Wouldn’t you be in breach of the US embargo laws, if you’re still an American citizen? If so, could that pose problems for you if you want to go back to the US?

When Fidel was in power he told the Cuban people that if you cause harm to a tourist, you will go to jail. Apparently Cuban jails are not pleasant. You were safe to hitch hike, etc. Fidel knew that tourism was good for the economy.
I don’t know if the same exists with Raul in power.

Life is too short to give a damn whether the United States Government considers you ‘patriotic’ or ‘virtuous’. If I’d been around then (I was just a baby) I would have taken the trip largely to express my contempt for the whole Cold War.

Uh, Puerto Rico is an extremely culturally different place from Cuba. They may have been somewhat similar up till 1958, but their politicl history since then has been as different as any two places on earth, and politics does influence culture. Strongly.

This dovetails with what I understand of Cuba both from reading and from talking to people who have been there. They have an extremely low crime rate, a longer life expectancy than America, and the second highest human development index of any Latin American country.

My friend who was there doing volunteer work mentioned that ordinary people seemed to have a better relationship with the police than Americans did, and given some of the recent police scandals in this country, I’m not surprised. (Cuba does, to their discredit, imprison a lot of people. Still fewer than the United States does, though, per capita).

You can try and see if you can figure out an educational, cultural or humanitarian purpose for your trip and get it officially licensed.

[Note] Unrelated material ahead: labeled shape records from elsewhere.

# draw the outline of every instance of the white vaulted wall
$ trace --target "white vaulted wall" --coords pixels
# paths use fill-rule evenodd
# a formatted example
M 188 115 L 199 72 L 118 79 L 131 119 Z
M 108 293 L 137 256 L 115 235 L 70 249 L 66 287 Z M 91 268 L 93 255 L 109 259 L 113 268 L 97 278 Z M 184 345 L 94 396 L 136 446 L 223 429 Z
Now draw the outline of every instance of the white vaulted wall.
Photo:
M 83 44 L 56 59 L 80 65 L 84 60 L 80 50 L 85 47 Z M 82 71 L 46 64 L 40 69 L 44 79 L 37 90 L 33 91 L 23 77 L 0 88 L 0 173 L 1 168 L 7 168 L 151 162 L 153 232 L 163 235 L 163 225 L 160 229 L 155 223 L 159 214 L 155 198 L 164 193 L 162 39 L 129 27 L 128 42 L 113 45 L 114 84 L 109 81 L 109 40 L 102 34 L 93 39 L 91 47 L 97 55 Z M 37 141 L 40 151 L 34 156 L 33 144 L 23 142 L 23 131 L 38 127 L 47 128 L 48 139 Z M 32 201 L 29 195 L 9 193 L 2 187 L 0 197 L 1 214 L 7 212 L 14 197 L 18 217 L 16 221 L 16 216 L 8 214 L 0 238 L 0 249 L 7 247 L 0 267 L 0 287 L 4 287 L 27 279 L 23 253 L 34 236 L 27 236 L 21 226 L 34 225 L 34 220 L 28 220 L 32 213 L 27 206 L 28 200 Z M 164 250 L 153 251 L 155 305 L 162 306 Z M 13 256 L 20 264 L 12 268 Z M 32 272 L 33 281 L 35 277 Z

There are companies that package up educational tours of Cuba for US citizens and arrange your paperwork with the US government. I won’t shill for any of them, but they are pretty easy to find with a simple search for “legal Cuba travel for US citizens” or something like that.

By the way, Attack, Puerto Rico is a really fun place to go, inspite of what I just said. Don’t expect it to be like Cuba or the Dominican Republic, because it isn’t: it’s an integral part of the United States, just one that happens to be tropical, Spanish-speaking, and culturally/ethnically somewhat different from the mainland. (Substantially more Puerto Ricans currently live on the mainland than in Puerto Rico now, I think). It’s still a very cool place, and in many ways the US-style infrastructure is nice. I don’t know how old you are, but they’re the only part of the US with a drinking age of 18, so you may appreciate that too.

I was there for a week visiting a friend and my experience was that Puerto Ricans (like Quebecois, I think) value their linguistic identity very highly, so if you speak some Spanish it will be much appreciated.